4.6. Str Clean

4.6.1. Rationale

  • Using str methods for cleaning user input

  • 80% of machine learning and data science is cleaning data

  • Is This the Same Address?

  • This is a dump of distinct records of a single address

  • Which one of the below is a true address?

4.6.2. Numbers

When comparing age, height, temperature etc, the following numbers has the same meaning.

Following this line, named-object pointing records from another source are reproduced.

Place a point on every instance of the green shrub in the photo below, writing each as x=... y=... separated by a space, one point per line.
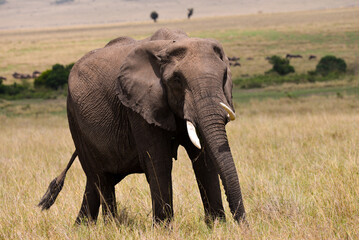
x=331 y=64
x=280 y=65
x=55 y=78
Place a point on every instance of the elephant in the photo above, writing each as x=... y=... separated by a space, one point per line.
x=132 y=103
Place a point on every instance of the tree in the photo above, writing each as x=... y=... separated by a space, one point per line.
x=331 y=64
x=190 y=13
x=154 y=16
x=280 y=65
x=54 y=78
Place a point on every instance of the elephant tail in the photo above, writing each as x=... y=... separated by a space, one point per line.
x=55 y=187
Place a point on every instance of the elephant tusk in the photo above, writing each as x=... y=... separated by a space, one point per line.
x=193 y=135
x=231 y=114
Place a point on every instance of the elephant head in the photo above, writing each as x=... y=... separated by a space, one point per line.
x=188 y=79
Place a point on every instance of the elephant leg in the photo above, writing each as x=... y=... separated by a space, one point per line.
x=90 y=204
x=154 y=147
x=208 y=184
x=108 y=202
x=158 y=174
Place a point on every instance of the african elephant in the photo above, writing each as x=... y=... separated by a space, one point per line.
x=132 y=103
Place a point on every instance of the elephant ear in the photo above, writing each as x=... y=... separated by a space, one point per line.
x=139 y=85
x=229 y=84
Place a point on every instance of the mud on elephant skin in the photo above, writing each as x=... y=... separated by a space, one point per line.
x=132 y=103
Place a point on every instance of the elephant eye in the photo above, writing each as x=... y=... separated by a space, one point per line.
x=218 y=51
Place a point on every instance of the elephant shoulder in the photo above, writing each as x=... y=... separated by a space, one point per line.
x=168 y=34
x=121 y=41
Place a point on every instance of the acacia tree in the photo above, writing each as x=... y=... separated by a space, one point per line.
x=154 y=16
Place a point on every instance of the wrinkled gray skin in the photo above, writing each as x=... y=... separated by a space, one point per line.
x=127 y=108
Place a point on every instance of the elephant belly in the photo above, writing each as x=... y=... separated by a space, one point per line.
x=103 y=140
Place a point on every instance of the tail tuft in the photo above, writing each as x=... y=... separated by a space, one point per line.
x=52 y=191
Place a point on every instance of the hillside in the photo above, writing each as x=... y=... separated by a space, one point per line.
x=17 y=14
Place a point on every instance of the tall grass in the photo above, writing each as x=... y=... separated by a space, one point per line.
x=297 y=162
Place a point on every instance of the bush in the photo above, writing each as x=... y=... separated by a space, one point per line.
x=331 y=65
x=55 y=78
x=280 y=65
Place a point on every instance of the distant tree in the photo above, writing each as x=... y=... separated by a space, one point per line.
x=280 y=65
x=190 y=13
x=154 y=16
x=54 y=78
x=331 y=64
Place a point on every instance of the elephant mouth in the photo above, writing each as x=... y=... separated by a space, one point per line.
x=193 y=133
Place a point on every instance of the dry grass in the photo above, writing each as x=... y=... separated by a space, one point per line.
x=297 y=158
x=297 y=161
x=256 y=36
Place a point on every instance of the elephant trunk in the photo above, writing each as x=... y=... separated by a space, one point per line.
x=212 y=130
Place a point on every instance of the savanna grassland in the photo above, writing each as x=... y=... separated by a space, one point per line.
x=296 y=147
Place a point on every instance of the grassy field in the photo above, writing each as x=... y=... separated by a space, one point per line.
x=295 y=146
x=297 y=161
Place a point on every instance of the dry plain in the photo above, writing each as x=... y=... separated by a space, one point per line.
x=297 y=158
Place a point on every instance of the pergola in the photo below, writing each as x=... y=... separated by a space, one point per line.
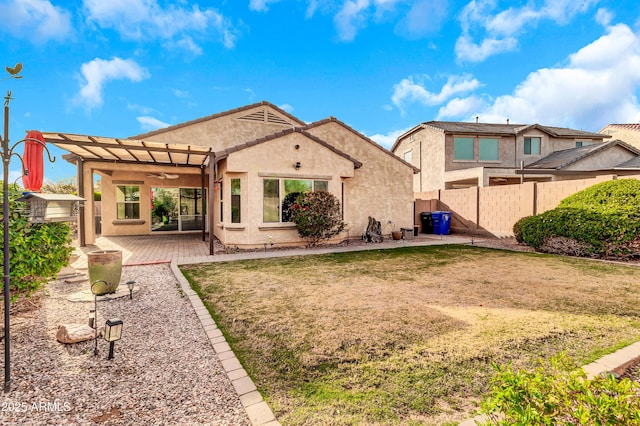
x=97 y=149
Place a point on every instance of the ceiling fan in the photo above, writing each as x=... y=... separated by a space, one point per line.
x=163 y=175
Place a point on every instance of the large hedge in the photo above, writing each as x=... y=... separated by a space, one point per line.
x=317 y=216
x=600 y=221
x=37 y=252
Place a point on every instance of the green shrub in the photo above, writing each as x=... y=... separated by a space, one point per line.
x=37 y=251
x=611 y=197
x=561 y=394
x=600 y=226
x=317 y=216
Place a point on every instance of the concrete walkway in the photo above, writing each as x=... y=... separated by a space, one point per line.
x=190 y=249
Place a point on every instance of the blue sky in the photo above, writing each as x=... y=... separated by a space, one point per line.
x=122 y=67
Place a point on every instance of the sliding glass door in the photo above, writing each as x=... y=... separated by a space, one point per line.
x=177 y=209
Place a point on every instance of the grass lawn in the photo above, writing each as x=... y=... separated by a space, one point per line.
x=407 y=336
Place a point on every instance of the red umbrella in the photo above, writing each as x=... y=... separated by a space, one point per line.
x=33 y=171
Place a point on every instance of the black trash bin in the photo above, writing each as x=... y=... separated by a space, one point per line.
x=427 y=222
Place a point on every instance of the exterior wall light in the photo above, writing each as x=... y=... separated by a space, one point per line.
x=112 y=332
x=130 y=284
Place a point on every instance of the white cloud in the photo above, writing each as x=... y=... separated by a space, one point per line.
x=598 y=86
x=424 y=17
x=35 y=20
x=460 y=107
x=261 y=5
x=146 y=19
x=287 y=107
x=412 y=89
x=498 y=33
x=387 y=140
x=351 y=18
x=150 y=123
x=97 y=73
x=604 y=17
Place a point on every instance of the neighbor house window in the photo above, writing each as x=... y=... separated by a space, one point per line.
x=532 y=146
x=280 y=194
x=463 y=149
x=235 y=200
x=128 y=202
x=489 y=150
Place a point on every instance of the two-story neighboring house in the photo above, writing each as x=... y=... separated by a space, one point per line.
x=628 y=132
x=456 y=155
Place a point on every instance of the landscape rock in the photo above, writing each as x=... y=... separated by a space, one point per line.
x=74 y=333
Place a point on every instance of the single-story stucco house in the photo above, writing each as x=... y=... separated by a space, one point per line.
x=229 y=174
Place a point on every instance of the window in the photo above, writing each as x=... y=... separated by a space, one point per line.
x=532 y=146
x=235 y=200
x=463 y=149
x=280 y=194
x=128 y=202
x=489 y=150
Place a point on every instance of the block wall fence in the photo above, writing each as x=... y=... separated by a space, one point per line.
x=494 y=210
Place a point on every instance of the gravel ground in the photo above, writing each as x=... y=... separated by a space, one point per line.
x=164 y=370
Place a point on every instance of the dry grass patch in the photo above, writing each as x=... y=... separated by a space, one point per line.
x=408 y=335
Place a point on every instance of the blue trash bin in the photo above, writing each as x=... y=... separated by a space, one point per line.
x=441 y=222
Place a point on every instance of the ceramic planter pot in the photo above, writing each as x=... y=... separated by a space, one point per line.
x=105 y=265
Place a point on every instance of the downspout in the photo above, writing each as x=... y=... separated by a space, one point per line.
x=82 y=211
x=420 y=159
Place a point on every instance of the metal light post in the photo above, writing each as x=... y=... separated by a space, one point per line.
x=6 y=158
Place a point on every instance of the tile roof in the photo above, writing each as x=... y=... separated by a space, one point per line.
x=372 y=142
x=629 y=126
x=561 y=159
x=508 y=129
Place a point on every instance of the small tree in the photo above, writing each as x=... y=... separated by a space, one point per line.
x=317 y=216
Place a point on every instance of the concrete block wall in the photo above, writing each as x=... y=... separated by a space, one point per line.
x=495 y=209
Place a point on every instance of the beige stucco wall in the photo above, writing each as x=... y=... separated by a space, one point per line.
x=428 y=155
x=496 y=209
x=433 y=152
x=632 y=137
x=226 y=130
x=274 y=158
x=382 y=188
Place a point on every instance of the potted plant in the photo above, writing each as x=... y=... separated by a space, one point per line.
x=396 y=235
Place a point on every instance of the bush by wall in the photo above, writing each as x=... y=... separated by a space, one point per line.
x=37 y=252
x=600 y=221
x=317 y=216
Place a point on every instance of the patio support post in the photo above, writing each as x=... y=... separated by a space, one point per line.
x=81 y=216
x=6 y=158
x=204 y=202
x=212 y=180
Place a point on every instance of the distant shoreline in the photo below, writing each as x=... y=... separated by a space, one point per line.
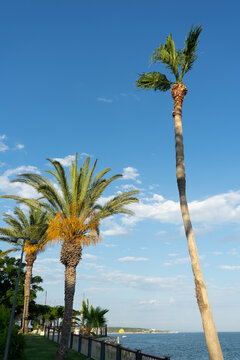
x=143 y=332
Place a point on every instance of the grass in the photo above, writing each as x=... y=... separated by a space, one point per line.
x=39 y=348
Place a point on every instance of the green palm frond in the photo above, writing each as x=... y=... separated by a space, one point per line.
x=167 y=54
x=78 y=197
x=175 y=60
x=34 y=226
x=153 y=80
x=6 y=252
x=189 y=55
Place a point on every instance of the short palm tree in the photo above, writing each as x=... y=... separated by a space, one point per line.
x=179 y=62
x=6 y=252
x=33 y=226
x=92 y=318
x=77 y=216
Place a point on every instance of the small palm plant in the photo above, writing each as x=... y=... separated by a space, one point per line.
x=179 y=62
x=33 y=226
x=77 y=216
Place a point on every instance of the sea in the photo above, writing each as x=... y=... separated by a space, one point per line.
x=181 y=346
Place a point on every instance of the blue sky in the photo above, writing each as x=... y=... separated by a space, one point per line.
x=67 y=74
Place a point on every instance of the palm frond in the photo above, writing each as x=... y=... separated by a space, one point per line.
x=153 y=80
x=6 y=252
x=167 y=54
x=188 y=54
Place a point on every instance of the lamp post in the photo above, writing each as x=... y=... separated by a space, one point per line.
x=15 y=239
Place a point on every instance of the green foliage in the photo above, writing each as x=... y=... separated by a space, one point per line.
x=174 y=60
x=153 y=80
x=17 y=340
x=33 y=226
x=80 y=195
x=166 y=54
x=92 y=317
x=8 y=277
x=188 y=54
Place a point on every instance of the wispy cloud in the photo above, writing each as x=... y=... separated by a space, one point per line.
x=145 y=283
x=105 y=100
x=218 y=209
x=132 y=258
x=89 y=257
x=130 y=173
x=113 y=229
x=230 y=267
x=3 y=145
x=20 y=146
x=19 y=189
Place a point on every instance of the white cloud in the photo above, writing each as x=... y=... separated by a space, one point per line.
x=89 y=257
x=105 y=100
x=19 y=189
x=20 y=146
x=3 y=146
x=218 y=209
x=114 y=230
x=131 y=258
x=131 y=173
x=109 y=245
x=128 y=187
x=145 y=283
x=67 y=160
x=89 y=265
x=230 y=267
x=149 y=302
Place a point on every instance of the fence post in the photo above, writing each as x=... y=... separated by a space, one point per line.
x=71 y=340
x=89 y=347
x=118 y=352
x=138 y=355
x=102 y=353
x=79 y=343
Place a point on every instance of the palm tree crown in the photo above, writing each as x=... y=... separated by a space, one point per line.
x=179 y=62
x=33 y=226
x=76 y=212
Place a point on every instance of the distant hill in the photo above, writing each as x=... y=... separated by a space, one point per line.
x=113 y=329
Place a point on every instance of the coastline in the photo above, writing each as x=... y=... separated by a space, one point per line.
x=143 y=332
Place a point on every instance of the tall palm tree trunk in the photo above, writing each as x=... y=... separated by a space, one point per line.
x=214 y=349
x=28 y=277
x=71 y=254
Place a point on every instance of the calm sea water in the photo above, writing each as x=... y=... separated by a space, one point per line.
x=182 y=346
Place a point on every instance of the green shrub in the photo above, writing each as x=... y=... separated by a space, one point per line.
x=17 y=340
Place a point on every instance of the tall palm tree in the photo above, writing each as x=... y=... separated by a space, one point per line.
x=77 y=218
x=34 y=227
x=179 y=62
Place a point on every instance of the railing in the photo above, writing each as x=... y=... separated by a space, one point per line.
x=97 y=349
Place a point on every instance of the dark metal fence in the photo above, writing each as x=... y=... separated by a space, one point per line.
x=97 y=349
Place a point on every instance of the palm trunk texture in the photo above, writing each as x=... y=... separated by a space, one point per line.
x=28 y=277
x=71 y=254
x=214 y=349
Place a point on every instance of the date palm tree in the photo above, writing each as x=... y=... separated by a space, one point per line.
x=77 y=216
x=179 y=62
x=33 y=226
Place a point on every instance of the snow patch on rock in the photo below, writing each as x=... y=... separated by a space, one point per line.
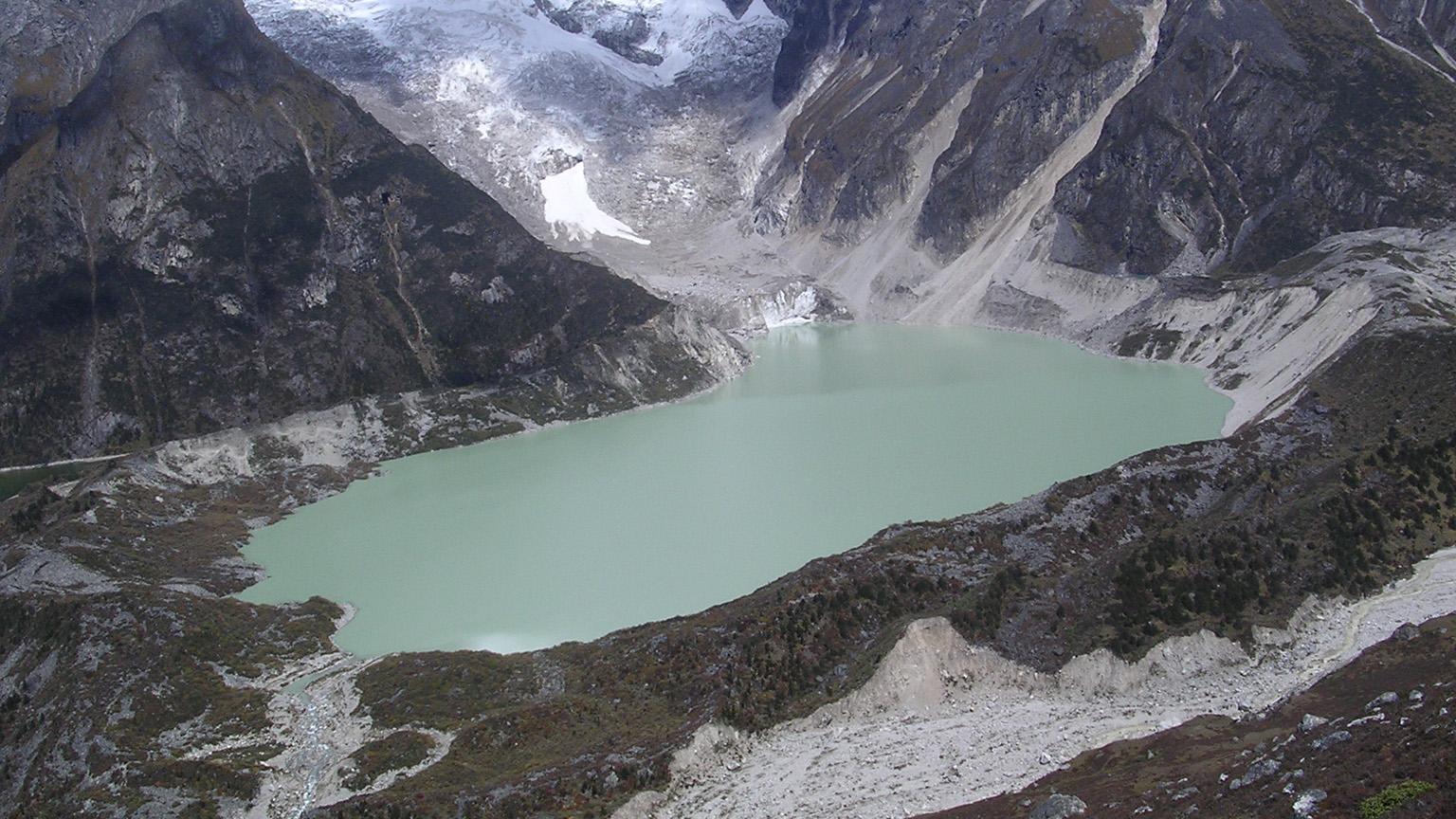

Therefore after converting to float() it will be exactly the same.

>>> age = 21
>>> age = 21.0
>>> age = 21.00
>>> age = '21'
>>> age = '21.0'
>>> age = '21.00'

However, when those values indicates for example a pattern to find in text their meaning will be different. Pattern 21 and '21.00' will be a completely different object, so it should not be treated exactly the same.

>>> pattern = 21
>>> pattern = 21.0
>>> pattern = 21.00
>>> pattern = '21'
>>> pattern = '21.0'
>>> pattern = '21.00'

4.6.3. Addresses

The following code is an output from real customer relationship management (CRM) system, that I wrote in 2000s for a swimming pool in Poznan, Poland. The output is a result of a SELECT DISTINCT(address) result in SQL.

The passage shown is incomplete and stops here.